Hosts Derrick Ashong and Ahmed Shihab-Eldin turned their studios, a thunderdome of screens, into a hellbroth of feeds and videos for the 30-minute show's online beta premiere. Ashong described it as a "social media community with its own daily TV program." The broadcast debut is in two weeks.
The beta premiere looked at Mexicans using social media to counter drug violence, a Yemeni blogger's return home and Indian anti-corruption efforts.
"I thought it was great," said the Berkman Center's Jillian York, one of the guests on the premiere. "It was a bit unexpected: I thought I'd be talking about the social media aspects of the stories they sent me, but instead I was asked about the actual bits."

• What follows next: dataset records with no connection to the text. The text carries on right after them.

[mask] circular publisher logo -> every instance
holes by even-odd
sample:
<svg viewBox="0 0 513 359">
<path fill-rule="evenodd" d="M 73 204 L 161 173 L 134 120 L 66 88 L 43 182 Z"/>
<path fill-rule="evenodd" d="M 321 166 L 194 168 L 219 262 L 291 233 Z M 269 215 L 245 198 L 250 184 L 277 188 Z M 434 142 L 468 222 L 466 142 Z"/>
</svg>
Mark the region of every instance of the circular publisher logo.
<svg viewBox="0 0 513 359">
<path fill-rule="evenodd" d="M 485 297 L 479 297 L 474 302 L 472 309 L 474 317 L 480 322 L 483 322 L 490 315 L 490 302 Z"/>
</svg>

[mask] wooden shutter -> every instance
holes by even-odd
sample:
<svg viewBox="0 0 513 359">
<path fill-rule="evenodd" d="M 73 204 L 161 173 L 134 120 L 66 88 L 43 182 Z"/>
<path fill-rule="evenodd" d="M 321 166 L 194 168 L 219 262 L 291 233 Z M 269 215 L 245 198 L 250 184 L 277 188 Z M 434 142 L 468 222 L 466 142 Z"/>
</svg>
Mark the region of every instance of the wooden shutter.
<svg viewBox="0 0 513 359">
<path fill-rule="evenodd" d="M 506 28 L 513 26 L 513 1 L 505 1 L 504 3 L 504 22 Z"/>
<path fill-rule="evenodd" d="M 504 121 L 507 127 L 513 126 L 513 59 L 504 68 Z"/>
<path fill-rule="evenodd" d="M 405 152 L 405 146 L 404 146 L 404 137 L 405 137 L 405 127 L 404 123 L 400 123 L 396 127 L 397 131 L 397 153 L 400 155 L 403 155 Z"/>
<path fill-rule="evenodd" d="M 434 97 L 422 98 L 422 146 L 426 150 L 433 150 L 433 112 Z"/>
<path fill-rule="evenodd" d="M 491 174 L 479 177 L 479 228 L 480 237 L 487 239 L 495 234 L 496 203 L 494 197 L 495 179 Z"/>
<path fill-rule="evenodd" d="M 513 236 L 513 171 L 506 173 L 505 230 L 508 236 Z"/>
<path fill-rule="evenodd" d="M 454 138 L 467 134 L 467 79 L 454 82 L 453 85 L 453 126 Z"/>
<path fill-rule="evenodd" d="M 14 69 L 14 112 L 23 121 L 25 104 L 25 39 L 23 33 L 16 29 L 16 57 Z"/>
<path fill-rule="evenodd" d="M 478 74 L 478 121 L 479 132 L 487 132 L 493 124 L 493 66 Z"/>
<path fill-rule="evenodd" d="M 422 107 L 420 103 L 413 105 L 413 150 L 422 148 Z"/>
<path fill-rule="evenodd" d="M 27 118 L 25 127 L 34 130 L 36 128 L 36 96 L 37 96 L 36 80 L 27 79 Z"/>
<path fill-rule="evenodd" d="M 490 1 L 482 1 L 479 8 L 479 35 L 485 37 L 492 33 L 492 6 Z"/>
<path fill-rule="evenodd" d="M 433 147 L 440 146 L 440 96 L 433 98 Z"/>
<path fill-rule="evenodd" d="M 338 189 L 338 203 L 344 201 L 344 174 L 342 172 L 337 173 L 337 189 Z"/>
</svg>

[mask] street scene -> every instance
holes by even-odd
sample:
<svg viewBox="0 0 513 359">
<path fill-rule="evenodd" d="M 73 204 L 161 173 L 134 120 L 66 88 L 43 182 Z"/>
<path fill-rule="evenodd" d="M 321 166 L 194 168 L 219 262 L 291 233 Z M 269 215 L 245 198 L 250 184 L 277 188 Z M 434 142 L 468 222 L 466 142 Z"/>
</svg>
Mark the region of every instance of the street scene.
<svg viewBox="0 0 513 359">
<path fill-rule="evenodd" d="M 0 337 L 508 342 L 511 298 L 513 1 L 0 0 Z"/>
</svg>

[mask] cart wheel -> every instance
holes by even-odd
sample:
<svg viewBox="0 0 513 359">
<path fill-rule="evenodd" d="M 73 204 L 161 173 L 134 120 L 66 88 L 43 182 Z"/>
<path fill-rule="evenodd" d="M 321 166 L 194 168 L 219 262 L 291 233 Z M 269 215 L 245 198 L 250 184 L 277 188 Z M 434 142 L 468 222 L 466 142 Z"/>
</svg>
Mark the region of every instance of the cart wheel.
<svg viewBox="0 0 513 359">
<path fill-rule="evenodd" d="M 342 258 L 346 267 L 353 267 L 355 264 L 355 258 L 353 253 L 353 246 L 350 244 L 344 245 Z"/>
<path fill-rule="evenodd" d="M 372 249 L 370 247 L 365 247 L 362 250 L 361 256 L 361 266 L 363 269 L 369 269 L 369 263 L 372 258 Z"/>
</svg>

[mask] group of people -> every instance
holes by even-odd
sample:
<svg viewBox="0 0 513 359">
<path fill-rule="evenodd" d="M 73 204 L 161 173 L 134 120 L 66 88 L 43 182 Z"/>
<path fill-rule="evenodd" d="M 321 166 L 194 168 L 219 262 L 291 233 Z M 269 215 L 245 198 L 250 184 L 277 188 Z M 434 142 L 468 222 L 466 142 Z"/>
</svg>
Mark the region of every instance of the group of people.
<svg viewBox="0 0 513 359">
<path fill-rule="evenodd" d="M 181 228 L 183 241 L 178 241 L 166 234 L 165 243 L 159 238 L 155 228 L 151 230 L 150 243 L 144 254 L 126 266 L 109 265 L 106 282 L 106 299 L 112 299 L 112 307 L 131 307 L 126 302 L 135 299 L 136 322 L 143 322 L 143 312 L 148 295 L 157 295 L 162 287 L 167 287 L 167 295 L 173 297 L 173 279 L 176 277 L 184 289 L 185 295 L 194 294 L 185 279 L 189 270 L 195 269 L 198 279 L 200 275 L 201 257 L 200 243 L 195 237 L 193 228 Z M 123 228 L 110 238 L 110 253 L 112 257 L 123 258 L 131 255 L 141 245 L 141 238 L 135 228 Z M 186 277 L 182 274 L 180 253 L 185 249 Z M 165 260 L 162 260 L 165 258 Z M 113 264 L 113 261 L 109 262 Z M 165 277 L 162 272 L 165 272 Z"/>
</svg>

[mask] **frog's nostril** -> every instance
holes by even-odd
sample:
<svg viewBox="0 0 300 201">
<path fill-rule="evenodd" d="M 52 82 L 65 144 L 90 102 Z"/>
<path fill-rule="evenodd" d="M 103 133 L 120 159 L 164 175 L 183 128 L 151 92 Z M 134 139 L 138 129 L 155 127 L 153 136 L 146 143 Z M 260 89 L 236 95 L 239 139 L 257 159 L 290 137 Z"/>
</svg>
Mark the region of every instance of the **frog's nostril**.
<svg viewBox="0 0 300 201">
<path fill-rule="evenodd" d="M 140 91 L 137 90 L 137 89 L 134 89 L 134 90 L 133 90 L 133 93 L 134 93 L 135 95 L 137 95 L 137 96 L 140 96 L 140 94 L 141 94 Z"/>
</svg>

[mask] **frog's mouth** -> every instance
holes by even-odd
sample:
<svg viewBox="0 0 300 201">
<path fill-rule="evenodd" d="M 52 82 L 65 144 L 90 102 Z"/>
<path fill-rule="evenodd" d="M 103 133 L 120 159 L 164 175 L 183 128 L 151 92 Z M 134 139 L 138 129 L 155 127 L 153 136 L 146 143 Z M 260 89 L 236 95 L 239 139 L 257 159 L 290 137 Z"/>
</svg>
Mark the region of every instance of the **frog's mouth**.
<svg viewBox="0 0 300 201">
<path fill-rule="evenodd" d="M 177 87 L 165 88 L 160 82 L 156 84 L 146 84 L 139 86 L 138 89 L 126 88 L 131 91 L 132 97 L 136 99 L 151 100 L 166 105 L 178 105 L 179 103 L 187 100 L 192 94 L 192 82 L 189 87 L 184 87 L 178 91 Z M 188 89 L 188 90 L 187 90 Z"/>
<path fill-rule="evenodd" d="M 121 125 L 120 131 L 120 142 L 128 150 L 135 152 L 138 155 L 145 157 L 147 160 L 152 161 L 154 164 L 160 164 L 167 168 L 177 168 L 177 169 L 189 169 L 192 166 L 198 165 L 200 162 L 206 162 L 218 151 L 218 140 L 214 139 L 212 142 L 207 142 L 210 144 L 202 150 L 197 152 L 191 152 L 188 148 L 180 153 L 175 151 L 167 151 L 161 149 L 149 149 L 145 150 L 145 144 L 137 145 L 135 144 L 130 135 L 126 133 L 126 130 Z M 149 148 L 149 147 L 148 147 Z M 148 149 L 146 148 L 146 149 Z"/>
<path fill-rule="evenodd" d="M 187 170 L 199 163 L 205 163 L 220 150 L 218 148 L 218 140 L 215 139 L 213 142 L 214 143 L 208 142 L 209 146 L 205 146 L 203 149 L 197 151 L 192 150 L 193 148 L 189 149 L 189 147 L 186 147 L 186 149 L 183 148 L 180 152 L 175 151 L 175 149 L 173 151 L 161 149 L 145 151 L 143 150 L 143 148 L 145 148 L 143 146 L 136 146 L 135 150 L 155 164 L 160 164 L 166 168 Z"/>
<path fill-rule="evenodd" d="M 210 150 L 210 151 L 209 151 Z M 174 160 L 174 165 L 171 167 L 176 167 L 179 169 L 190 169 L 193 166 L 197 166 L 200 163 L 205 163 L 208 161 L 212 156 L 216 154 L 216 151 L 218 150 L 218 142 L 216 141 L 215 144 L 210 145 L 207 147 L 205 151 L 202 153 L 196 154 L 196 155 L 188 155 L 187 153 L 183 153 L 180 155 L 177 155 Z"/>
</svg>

Two things struck me. First, it was professional. The people directing and curating the conversation were competent and agile. Second, the social media was a series of veins to be mined and lines along which communication ran, not ornamentation or gimmick.
Unsurprisingly, the show has a Twitter feed and a Facebook page, both of which are points of pretty vital conversation. The Stream uses Storify to curate information relating to a story. I admit I've yet to get my head around the utility of this tool as a story-telling medium, though I seem to be odd man out on this.